Property managers often hear the cry from their investors that they’re not making enough money—as if it’s their fault. “Too many bills,” “Rents are too low,” “Tenants keep leaving.” Imagine telling your investment bank manager the same thing. “Hey, I put $10,000 in the stock market and it tanked. Please fix it.”

Who ever said making money was easy?

If you’re thinking about getting into the real estate game (or you’re already in it and wondering why things aren’t going as planned) here are some home truths to get clear about:

  • You get the real estate you pay for, just like anything else;
  • The market goes up, the market goes down;
  • There are good tenants, there are bad tenants;
  • Cash flow is not a right.

In fact, you’re not guaranteed any return. Ouch. When it comes to making money, buying, selling and managing real estate is never a sure thing. Here’s another painful truth. Any Realtor who assured you “X” percent return on your investment property was lying. “Perhaps, but if it weren’t for all these repairs,” you say… Let’s look at those repairs. When you bought that “as-is” bank-owned, condo in 2010 for $60K that had 15-year old appliances and needed a new air conditioning system and boiler (that you didn’t bother to replace) where exactly did you expect to be five years later? Let’s be fair here. Rental properties require upkeep, just like the house you live in.

You have two options

Option 1: Maximize monthly cash flow by not fixing things when they break, become a slumlord and have your property slowly fall apart – and then lose that cash again when it’s time to sell because you only attract lowball, fixer-upper offers. Option 2: Don’t. If your range, refrigerator, dishwasher and microwave are a decade old, ditto. Replace them, or expect the tenant to bug you with issues on a regular basis. If the AC system is more than a 12 years old, it will need replacing at some point. Expect to pay at least $3.5K to get that done on a condo, probably more on a single family home.

Sound expensive? It is.

The truth is, many rental properties are simply not cash flow propositions. If monthly income is important to you, then is something to discover before you buy. To do this, figure out your potential rental income and then subtract the following basics to find out if you even stand a chance of cash flowing. Let’s assume, for the sake of argument, a monthly rent of $1000 on a typical 2/2 condo (Orlando, Florida) with easy, round, but realistic numbers. + $1000 – Monthly rental income

  • $300 – Condo Association dues
  • $50 – home owner insurance
  • $100 – management fees
  • $200 – property taxes

You can see that from $1000, you can expect a maximum cash flow of $350 a month with these very basic expenses. That’s with zero fixes, because nothing ever breaks, right? That’s just $4,200 a year.
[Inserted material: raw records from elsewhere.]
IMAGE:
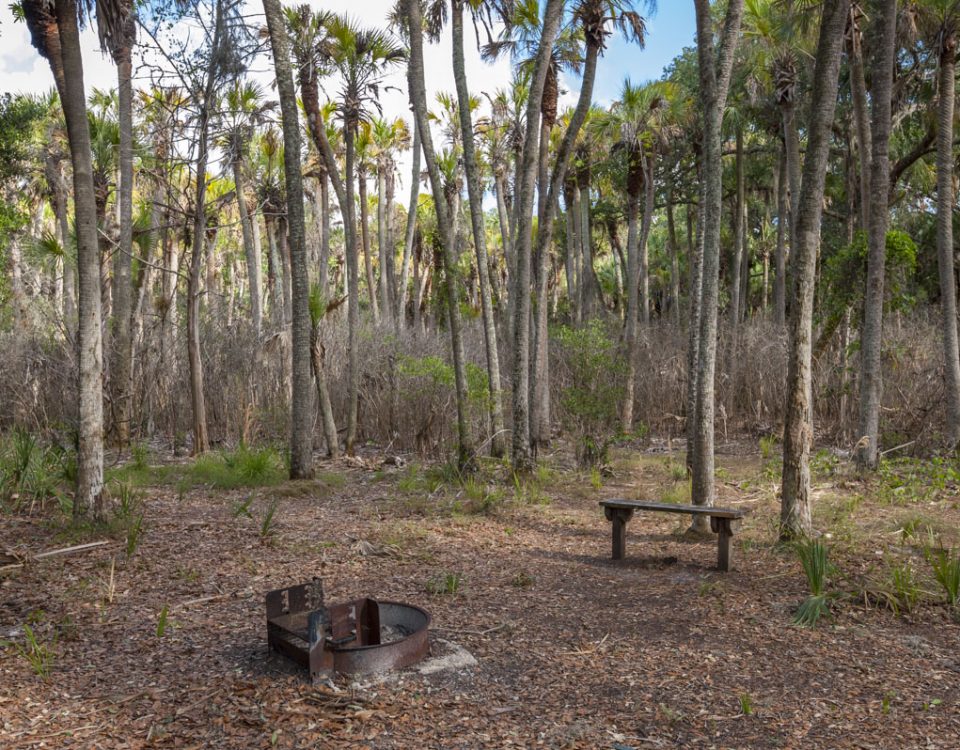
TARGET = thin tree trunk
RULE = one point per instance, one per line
(498, 441)
(323, 209)
(674, 261)
(715, 72)
(945, 249)
(418, 97)
(522, 457)
(121, 378)
(249, 248)
(382, 245)
(780, 256)
(301, 418)
(69, 68)
(871, 337)
(411, 228)
(365, 237)
(795, 508)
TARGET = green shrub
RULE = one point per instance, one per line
(816, 567)
(946, 569)
(593, 374)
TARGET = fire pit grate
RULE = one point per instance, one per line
(361, 636)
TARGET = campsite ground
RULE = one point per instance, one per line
(157, 639)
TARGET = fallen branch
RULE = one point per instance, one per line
(55, 553)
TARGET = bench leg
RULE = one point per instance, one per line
(724, 548)
(619, 535)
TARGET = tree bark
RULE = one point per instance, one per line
(249, 248)
(946, 83)
(795, 509)
(715, 70)
(522, 456)
(498, 441)
(418, 98)
(121, 377)
(871, 337)
(301, 411)
(411, 228)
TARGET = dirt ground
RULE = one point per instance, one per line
(572, 649)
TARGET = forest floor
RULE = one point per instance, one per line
(157, 639)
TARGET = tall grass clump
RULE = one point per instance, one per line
(816, 567)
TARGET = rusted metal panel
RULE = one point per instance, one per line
(361, 636)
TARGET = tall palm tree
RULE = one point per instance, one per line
(389, 137)
(418, 98)
(877, 218)
(55, 33)
(715, 67)
(795, 508)
(244, 110)
(630, 124)
(361, 57)
(364, 160)
(475, 194)
(939, 20)
(117, 27)
(301, 413)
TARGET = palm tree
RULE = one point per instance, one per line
(940, 22)
(872, 332)
(364, 147)
(361, 57)
(715, 68)
(388, 137)
(418, 99)
(630, 125)
(795, 510)
(245, 109)
(55, 33)
(475, 194)
(301, 415)
(117, 27)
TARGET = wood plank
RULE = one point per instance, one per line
(702, 510)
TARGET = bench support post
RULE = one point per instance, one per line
(618, 518)
(721, 526)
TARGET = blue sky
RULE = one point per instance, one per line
(669, 30)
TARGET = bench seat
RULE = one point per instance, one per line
(619, 512)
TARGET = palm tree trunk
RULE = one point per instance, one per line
(401, 294)
(871, 336)
(795, 510)
(642, 248)
(365, 236)
(301, 418)
(540, 413)
(67, 66)
(945, 249)
(498, 443)
(522, 457)
(631, 282)
(714, 83)
(382, 247)
(353, 301)
(780, 257)
(121, 380)
(249, 248)
(674, 260)
(858, 95)
(323, 210)
(418, 97)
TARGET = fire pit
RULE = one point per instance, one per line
(362, 636)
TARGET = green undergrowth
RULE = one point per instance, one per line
(242, 467)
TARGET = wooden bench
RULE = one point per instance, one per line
(721, 523)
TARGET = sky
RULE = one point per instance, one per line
(669, 30)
Now let’s assume a month’s vacancy while you find a new tenant, you’re down to $3,200; and let’s assume it costs $1000 to make all the necessary repairs to get “rent ready” including, lock changes, maid service, carpet cleaning, touch up painting etc. So now we’re at $2,200. Minus your property manager’s fee for finding a new tenant, screening and drawing up the new lease at $500, and we’re at $1700 profit for the year. Finally, let’s now throw in that new fridge mid-tenancy, at say $700 (plus tax and delivery and haul away your old one), plus a half a dozen basic handyman repairs… Is there much left?

you’re lucky, you’ll break even and carry the property at no cost. And if you’re really lucky, perhaps there will be a surplice. But don’t bank on it. In many cases, you will be short. In a good market, this won’t matter. In fact, if you’ve done your homework, you’ll expect it. When home prices are rising, all of the profit is realized upon sale. Closing day is pay day. When condos were $50K in Orlando after the crash, this is exactly what savvy investors understood. If they could simply break even on holding the condo for five years and then sell for $100K, they stood to double their money. And thousands did.

It’s all about timing. And expectations.

A good Orlando property management team can certainly help mitigate expenses, but in the end whether you make money, or don’t, it’s probably not their fault. It’s about the math. Real estate is a risky business. Property management is even harder. If it weren’t, we’d all be rich.